Léa Roy a été ébranlée en se voyant la première fois avec des cicatrices au visage sur le plateau de la série Même pas morte, dans laquelle elle incarne une femme agressée au couteau, en pleine nuit, dans son appartement.
« C’est troublant de se voir ainsi parce que tu te dis que la femme lumineuse que je joue se fait attaquer de la sorte et reçoit des coups de couteau au visage. C’est effrayant », a dit la comédienne, lors d’une visite du plateau piloté par le réalisateur Julien Hurteau.

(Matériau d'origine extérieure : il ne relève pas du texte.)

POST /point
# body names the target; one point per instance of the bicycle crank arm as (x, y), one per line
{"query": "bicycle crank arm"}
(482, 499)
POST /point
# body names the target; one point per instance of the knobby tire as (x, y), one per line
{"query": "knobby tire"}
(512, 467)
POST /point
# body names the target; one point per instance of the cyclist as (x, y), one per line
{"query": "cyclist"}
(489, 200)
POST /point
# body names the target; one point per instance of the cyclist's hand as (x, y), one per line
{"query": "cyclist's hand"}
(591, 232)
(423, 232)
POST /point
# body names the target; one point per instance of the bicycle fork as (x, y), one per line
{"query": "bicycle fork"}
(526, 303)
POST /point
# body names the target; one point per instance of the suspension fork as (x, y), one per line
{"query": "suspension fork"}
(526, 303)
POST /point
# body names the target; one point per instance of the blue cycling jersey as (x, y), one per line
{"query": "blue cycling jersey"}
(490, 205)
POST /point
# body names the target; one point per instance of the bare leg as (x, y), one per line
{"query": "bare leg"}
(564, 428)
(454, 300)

« Mais ces cicatrices servent beaucoup mon jeu. C’est un rappel constant de la violence qu’elle a vécue. La maquilleuse Julie Brisebois et les images de Philippe St-Gelais vont vraiment nous faire croire à cette défiguration-là », a souligné la comédienne, qui a vu les premières images, les rushs, comme on les appelle dans le jargon.
Au-delà des marques qui témoignent de cette violence ignoble, c’est le tournage de l’agression qui figure parmi les scènes les plus bouleversantes pour l’interprète.
« C’est l’expérience la plus intense que j’ai vécue dans ma carrière, de loin. De par la journée qu’on a vécue, qui était très longue. J’avais trois heures de maquillage à cause des prothèses qui devaient être partout sur le corps, parce que les coups de couteau ne sont pas juste au visage. On a fini à 5 h du matin et après, j’avais deux heures de démaquillage, c’est long parce que les prothèses en silicone sont bien collées ! »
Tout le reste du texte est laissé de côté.